When the new government manoeuvred its way into power in New Zealand last year I was prepared to give it the benefit of the doubt. The coalition agreements signed by the parties didn't look too extreme - they were promising to spend a lot more money but they weren't proposing to raise income taxes in this term. Their regional development policies, anti-immigration stance and ambivalence on the Trans-Pacific Partnership trade agreement actually looked a lot like Donald Trump's populist platform (although there is little in the latter that I support). The problem is that what was said in the coalition parties' manifestos and agreements was only part of the picture, as is now being revealed.

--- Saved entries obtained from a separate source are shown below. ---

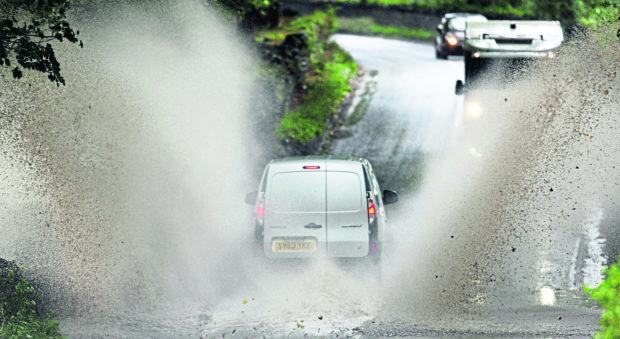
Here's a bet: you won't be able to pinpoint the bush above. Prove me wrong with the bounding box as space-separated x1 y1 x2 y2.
585 253 620 339
0 259 63 338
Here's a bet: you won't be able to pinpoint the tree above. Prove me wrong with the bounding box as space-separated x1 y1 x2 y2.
0 0 82 86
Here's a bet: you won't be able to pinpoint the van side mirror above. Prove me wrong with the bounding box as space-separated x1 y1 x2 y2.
436 24 443 32
383 190 398 205
455 80 464 95
245 191 257 205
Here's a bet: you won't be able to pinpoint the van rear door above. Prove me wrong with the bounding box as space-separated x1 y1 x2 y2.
325 163 369 258
263 160 327 258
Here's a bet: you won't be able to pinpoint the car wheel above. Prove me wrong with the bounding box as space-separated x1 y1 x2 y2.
464 51 485 85
439 47 448 60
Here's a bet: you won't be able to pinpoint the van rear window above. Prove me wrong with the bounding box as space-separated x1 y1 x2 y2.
327 172 362 212
268 172 325 212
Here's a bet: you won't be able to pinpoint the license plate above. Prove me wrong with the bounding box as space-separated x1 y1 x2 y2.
273 240 315 251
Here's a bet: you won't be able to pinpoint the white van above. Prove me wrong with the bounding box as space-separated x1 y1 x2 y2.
246 156 398 260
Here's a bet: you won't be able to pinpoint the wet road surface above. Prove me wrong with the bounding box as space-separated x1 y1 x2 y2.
198 34 613 338
2 5 615 333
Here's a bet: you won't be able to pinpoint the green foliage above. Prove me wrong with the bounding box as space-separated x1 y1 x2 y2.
277 59 354 142
0 0 83 86
273 10 357 144
310 0 618 28
585 253 620 339
575 0 619 38
0 268 63 338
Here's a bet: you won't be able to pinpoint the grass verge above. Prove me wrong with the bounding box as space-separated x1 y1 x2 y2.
338 16 434 40
258 10 358 145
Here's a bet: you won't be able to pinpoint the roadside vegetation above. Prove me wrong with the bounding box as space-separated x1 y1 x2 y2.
338 16 434 40
257 10 357 144
0 0 83 86
0 259 63 338
585 252 620 339
307 0 618 29
1 0 618 336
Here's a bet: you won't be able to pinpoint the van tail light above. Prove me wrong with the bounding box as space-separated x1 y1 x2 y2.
256 196 265 225
367 197 376 224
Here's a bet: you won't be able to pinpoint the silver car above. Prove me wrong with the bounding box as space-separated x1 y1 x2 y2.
435 13 487 59
456 20 564 92
246 156 398 261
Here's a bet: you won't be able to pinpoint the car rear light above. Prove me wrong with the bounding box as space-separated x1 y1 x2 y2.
303 165 320 170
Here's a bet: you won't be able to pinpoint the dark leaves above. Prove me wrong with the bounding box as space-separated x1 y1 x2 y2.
12 66 22 79
1 0 80 85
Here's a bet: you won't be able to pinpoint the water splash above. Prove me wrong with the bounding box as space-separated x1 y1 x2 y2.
1 0 260 321
383 27 619 313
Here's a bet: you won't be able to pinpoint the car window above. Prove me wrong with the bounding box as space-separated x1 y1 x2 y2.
327 171 362 212
449 16 486 30
449 17 467 30
268 171 325 212
362 166 372 191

This government believes it can govern by fiat - the prime minister, Jacinda Ardern, demonstrated this when she announced her ban on oil and gas exploration without even taking it to cabinet. Other policies that her government has announced include new petrol taxes, the introduction of a Zero Carbon Act (which, based on the government's own numbers, is estimated to reduce our GDP by between 10% and 22% by 2050), increased welfare payments across the board, and raising the minimum wage to one of the highest in the Western world. The government is also reviewing tax, through its Tax Working Group, and all indications are that it is likely to introduce a capital gains tax.

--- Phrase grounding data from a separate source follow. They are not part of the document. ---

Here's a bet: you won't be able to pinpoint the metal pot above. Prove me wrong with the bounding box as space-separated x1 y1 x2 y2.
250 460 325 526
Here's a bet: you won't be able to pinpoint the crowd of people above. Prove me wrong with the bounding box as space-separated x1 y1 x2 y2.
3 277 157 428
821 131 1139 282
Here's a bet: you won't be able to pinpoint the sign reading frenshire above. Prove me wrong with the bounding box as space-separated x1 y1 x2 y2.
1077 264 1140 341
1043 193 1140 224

New Zealand used to be known for its light-handed commercial regulation but even under the previous National Party-led government, businesses faced a raft of new, expensive and intrusive regulations such as a new and far more onerous health and safety act, an emissions trading scheme, and further controls on development in the growth-killing Resource Management Act. While the previous government lowered company taxes early in its term, most Western countries have reduced theirs further with the result that New Zealand is now one of the most highly-taxed countries for business. All of this precipitous policy-making has understandably caused a crisis of business confidence and the new government's response has been to chastise business leaders for their lack of enthusiasm. Their bewilderment at the sudden loss of business confidence shows they are a bunch of dogma-driven, wilfully-ignorant, arrogant fools.
Sooner or later, as Ayn Rand said, Atlas shrugs. Most people are happy to go along with being taxed and regulated, accepting the view that some government intervention in the economy is the cost of a democratic society, but there is a tipping point at which the productive members of society refuse to continue to be the milch cows for the unproductive. This tipping point is recognised in economics by the Laffer Curve - the empirical observation that continuing to increase tax rates ultimately results in lower revenues. Of course socialist governments often solve the problem by bringing out the guns - as we have seen in Venezuela - but history proves that free men and women are far more productive than slaves and that liberal, capitalist societies outperform repressive ones on every measure. Wise governments recognise this and backoff on the socialist policies - as the government of Sweden has done in recent years.
I have written before about how New Zealand's so-called 'rock star economy' wasn't worthy of the name even before the current jitters. It will be interesting to see whether this coalition government backs off on some of its ill-considered, dogmatic policies. If it doesn't, I think New Zealand will continue to slide into economic ignominy.